Operation Flash: When Three Plots To Kill Hitler Failed On A Single Day
By | March 10, 2020
Throughout World War II, plenty of people tried to assassinate Hitler for obvious reasons. On a single day in March 1943, however, there were at least three different attempts on Hitler's life that we know about, each of which fell spectacularly apart. Let's go back to 1943 to examine Operation Flash, why this series of attempts was so rushed, and whether it was worth the effort.
Everything Happened At Once
By 1943, German Army officers were losing increasing numbers of troops to the Soviet Union, and the writing was on the wall: Germany was going to lose the war. Disillusioned with Hitler's power, Major General Henning von Tresckow put together a secret plot to take out the Führer as well as some of his closest and highest-ranking followers to clear the path for General Friedrich Olbricht to take control of Germany during the brief power vacuum, dubbing it Operation Flash. On March 13, 1943, when Hitler flew into Smolensk to visit the Army Group Center, Tresckow decided it was time to strike.

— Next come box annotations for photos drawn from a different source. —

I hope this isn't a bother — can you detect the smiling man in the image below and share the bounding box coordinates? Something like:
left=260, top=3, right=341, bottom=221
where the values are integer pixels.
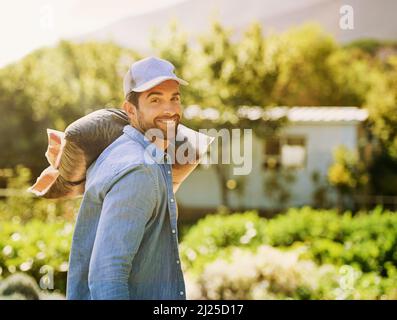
left=67, top=57, right=187, bottom=299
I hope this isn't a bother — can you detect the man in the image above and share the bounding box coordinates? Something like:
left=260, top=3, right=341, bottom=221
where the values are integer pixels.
left=67, top=57, right=187, bottom=299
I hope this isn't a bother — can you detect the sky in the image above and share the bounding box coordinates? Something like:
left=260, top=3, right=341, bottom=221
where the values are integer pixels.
left=0, top=0, right=185, bottom=67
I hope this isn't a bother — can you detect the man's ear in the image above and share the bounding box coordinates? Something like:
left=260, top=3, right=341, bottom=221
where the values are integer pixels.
left=123, top=100, right=135, bottom=119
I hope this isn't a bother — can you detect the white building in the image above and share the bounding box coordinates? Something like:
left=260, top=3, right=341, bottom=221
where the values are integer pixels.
left=176, top=107, right=368, bottom=215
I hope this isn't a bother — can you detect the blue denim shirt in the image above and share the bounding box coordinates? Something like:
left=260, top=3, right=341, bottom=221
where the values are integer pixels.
left=66, top=125, right=186, bottom=300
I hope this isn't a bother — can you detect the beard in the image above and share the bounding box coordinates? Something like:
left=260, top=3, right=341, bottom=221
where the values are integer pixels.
left=137, top=111, right=180, bottom=140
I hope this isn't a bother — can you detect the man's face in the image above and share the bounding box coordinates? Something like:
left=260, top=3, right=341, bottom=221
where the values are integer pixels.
left=126, top=80, right=182, bottom=139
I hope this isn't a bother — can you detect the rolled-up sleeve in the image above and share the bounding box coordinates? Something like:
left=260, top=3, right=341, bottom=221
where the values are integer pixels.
left=88, top=165, right=157, bottom=300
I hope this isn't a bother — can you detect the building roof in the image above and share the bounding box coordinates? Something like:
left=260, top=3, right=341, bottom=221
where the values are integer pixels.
left=184, top=105, right=368, bottom=122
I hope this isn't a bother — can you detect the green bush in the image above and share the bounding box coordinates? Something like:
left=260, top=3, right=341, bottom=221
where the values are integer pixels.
left=181, top=207, right=397, bottom=277
left=0, top=273, right=64, bottom=300
left=180, top=211, right=265, bottom=272
left=0, top=217, right=73, bottom=293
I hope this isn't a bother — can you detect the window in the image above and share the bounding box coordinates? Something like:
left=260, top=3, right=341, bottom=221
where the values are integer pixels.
left=264, top=136, right=306, bottom=169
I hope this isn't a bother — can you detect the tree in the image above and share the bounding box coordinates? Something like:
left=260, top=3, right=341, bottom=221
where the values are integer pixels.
left=0, top=41, right=139, bottom=176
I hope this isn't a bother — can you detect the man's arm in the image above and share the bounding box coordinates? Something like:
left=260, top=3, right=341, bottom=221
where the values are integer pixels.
left=88, top=166, right=157, bottom=299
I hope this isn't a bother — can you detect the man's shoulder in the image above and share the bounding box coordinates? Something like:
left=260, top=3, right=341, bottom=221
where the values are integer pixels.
left=86, top=134, right=152, bottom=189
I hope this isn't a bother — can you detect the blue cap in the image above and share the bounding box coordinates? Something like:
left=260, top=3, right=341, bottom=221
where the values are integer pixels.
left=123, top=57, right=189, bottom=97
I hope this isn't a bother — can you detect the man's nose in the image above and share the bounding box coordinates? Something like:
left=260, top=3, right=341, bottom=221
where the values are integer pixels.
left=163, top=103, right=181, bottom=117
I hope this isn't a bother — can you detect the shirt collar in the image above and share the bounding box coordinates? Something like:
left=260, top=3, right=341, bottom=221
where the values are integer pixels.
left=123, top=124, right=168, bottom=163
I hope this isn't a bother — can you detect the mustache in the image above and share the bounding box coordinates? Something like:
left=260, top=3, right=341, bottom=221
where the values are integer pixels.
left=154, top=114, right=181, bottom=123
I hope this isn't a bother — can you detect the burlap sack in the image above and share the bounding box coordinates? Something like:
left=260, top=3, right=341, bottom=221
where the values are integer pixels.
left=28, top=109, right=214, bottom=199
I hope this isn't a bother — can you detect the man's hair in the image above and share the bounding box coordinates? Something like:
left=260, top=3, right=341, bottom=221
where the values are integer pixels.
left=126, top=91, right=141, bottom=108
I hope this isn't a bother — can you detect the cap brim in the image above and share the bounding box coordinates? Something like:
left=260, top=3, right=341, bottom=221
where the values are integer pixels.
left=131, top=76, right=189, bottom=92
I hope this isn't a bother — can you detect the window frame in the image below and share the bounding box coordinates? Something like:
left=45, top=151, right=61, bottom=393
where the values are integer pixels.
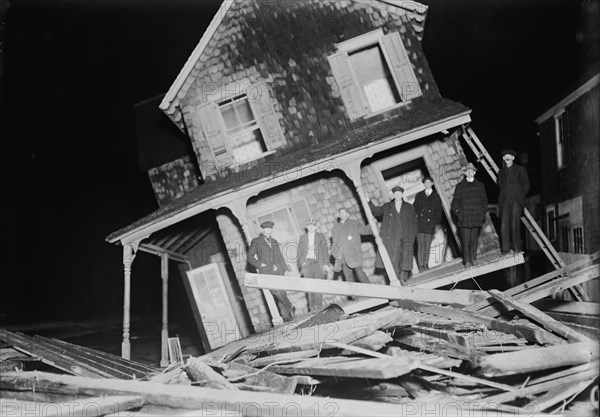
left=329, top=28, right=423, bottom=120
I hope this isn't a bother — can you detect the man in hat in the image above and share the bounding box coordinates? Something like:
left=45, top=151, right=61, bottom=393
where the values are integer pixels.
left=331, top=207, right=371, bottom=284
left=451, top=162, right=488, bottom=268
left=414, top=176, right=443, bottom=271
left=298, top=219, right=329, bottom=312
left=248, top=220, right=296, bottom=321
left=367, top=186, right=417, bottom=284
left=498, top=149, right=529, bottom=254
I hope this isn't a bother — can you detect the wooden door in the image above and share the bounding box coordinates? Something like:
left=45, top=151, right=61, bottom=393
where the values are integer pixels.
left=186, top=263, right=241, bottom=349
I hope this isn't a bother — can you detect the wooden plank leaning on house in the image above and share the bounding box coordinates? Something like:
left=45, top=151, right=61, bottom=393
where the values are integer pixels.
left=465, top=252, right=600, bottom=317
left=393, top=300, right=562, bottom=345
left=489, top=290, right=592, bottom=342
left=478, top=342, right=598, bottom=377
left=0, top=395, right=144, bottom=417
left=245, top=272, right=486, bottom=306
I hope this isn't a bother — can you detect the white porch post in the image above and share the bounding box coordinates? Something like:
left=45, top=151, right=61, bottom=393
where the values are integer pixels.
left=160, top=253, right=169, bottom=367
left=121, top=240, right=140, bottom=359
left=340, top=159, right=401, bottom=287
left=227, top=198, right=283, bottom=326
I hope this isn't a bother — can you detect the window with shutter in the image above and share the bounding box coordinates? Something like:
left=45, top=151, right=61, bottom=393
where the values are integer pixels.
left=329, top=29, right=422, bottom=119
left=198, top=81, right=285, bottom=166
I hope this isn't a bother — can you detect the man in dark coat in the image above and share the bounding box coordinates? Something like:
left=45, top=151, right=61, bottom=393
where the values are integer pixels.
left=298, top=219, right=329, bottom=311
left=452, top=162, right=488, bottom=268
left=248, top=221, right=296, bottom=321
left=367, top=187, right=417, bottom=284
left=414, top=177, right=443, bottom=271
left=331, top=207, right=371, bottom=284
left=498, top=149, right=529, bottom=254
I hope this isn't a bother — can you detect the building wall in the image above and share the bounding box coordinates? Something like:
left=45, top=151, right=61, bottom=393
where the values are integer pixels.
left=540, top=86, right=600, bottom=253
left=148, top=156, right=200, bottom=207
left=181, top=0, right=439, bottom=180
left=217, top=136, right=499, bottom=331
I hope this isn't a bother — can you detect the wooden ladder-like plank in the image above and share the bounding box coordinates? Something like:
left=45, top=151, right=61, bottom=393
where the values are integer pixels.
left=462, top=127, right=590, bottom=301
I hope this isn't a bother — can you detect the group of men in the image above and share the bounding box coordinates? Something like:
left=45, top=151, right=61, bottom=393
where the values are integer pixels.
left=248, top=150, right=529, bottom=321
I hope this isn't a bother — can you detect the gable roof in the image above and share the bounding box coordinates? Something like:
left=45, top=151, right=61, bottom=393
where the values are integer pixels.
left=133, top=95, right=194, bottom=171
left=106, top=97, right=471, bottom=243
left=159, top=0, right=428, bottom=130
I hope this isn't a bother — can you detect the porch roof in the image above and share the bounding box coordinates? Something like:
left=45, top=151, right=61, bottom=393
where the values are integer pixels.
left=106, top=98, right=471, bottom=244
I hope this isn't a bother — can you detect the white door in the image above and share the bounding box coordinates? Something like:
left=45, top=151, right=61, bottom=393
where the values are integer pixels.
left=186, top=264, right=241, bottom=349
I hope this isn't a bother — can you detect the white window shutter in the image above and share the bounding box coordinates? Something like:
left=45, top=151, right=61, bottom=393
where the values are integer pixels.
left=381, top=32, right=422, bottom=101
left=197, top=101, right=233, bottom=166
left=328, top=52, right=367, bottom=119
left=247, top=83, right=285, bottom=151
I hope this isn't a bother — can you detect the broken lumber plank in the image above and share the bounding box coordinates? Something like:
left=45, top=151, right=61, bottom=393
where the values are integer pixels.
left=245, top=272, right=485, bottom=305
left=225, top=362, right=298, bottom=395
left=184, top=358, right=238, bottom=391
left=393, top=300, right=562, bottom=345
left=0, top=372, right=407, bottom=417
left=270, top=355, right=418, bottom=379
left=482, top=369, right=598, bottom=404
left=0, top=395, right=144, bottom=417
left=296, top=304, right=345, bottom=329
left=330, top=343, right=515, bottom=391
left=489, top=290, right=591, bottom=342
left=247, top=349, right=319, bottom=368
left=478, top=342, right=598, bottom=377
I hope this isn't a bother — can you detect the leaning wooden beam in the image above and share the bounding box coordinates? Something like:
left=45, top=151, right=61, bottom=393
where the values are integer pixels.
left=478, top=342, right=598, bottom=377
left=489, top=290, right=592, bottom=342
left=245, top=272, right=485, bottom=305
left=477, top=265, right=600, bottom=317
left=0, top=396, right=144, bottom=417
left=0, top=372, right=450, bottom=417
left=465, top=252, right=600, bottom=311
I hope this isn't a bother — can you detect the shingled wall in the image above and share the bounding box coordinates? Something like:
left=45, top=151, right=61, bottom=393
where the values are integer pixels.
left=179, top=0, right=439, bottom=180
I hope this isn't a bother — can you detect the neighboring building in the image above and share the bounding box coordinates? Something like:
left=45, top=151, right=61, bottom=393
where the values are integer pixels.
left=535, top=66, right=600, bottom=301
left=107, top=0, right=522, bottom=355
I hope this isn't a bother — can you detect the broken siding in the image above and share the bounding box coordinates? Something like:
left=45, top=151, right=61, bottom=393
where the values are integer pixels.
left=181, top=1, right=439, bottom=179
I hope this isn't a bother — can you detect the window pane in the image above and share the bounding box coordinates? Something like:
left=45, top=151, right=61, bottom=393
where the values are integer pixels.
left=235, top=98, right=254, bottom=124
left=221, top=103, right=240, bottom=130
left=350, top=45, right=400, bottom=112
left=229, top=127, right=266, bottom=162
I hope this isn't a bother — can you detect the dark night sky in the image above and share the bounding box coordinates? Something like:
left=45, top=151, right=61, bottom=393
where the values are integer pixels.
left=0, top=0, right=598, bottom=325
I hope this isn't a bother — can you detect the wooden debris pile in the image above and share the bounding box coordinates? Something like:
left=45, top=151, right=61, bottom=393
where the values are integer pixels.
left=0, top=255, right=599, bottom=416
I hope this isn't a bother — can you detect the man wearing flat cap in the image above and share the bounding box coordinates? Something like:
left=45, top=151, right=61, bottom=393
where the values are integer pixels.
left=248, top=221, right=296, bottom=321
left=367, top=186, right=418, bottom=284
left=451, top=162, right=488, bottom=268
left=298, top=219, right=329, bottom=312
left=413, top=176, right=443, bottom=271
left=331, top=207, right=371, bottom=284
left=498, top=149, right=529, bottom=254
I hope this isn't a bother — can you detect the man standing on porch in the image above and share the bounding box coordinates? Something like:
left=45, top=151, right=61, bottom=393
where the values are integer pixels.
left=331, top=207, right=372, bottom=284
left=298, top=219, right=329, bottom=312
left=248, top=221, right=296, bottom=321
left=498, top=149, right=529, bottom=254
left=367, top=186, right=417, bottom=284
left=451, top=162, right=487, bottom=268
left=414, top=176, right=443, bottom=271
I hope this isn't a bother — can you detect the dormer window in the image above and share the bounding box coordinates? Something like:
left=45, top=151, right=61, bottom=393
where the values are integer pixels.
left=219, top=95, right=267, bottom=163
left=329, top=29, right=421, bottom=119
left=197, top=80, right=285, bottom=166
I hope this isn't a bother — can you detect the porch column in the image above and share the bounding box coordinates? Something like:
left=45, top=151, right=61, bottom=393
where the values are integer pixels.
left=227, top=198, right=283, bottom=326
left=121, top=240, right=140, bottom=359
left=160, top=253, right=169, bottom=367
left=339, top=160, right=402, bottom=287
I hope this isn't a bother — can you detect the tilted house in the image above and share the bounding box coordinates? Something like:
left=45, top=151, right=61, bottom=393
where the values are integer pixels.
left=107, top=0, right=522, bottom=355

Tresckow's Honor Guard Failed To Pull The Trigger
The first of three attempts that day occurred when Major Georg von Boeselager put together an "honor guard" to confront Hitler when he disembarked from his plane with members of the SS. The honor guard was stacked so deep with soldiers that they wouldn't have had a problem overwhelming Hitler's small crew of protectors, but they got cold feet when they started thinking about the ethics of Germans fighting Germans. It seems like the time for ethical consideration had long passed, but nevertheless, the plan was dropped in favor of an attempt later in the day.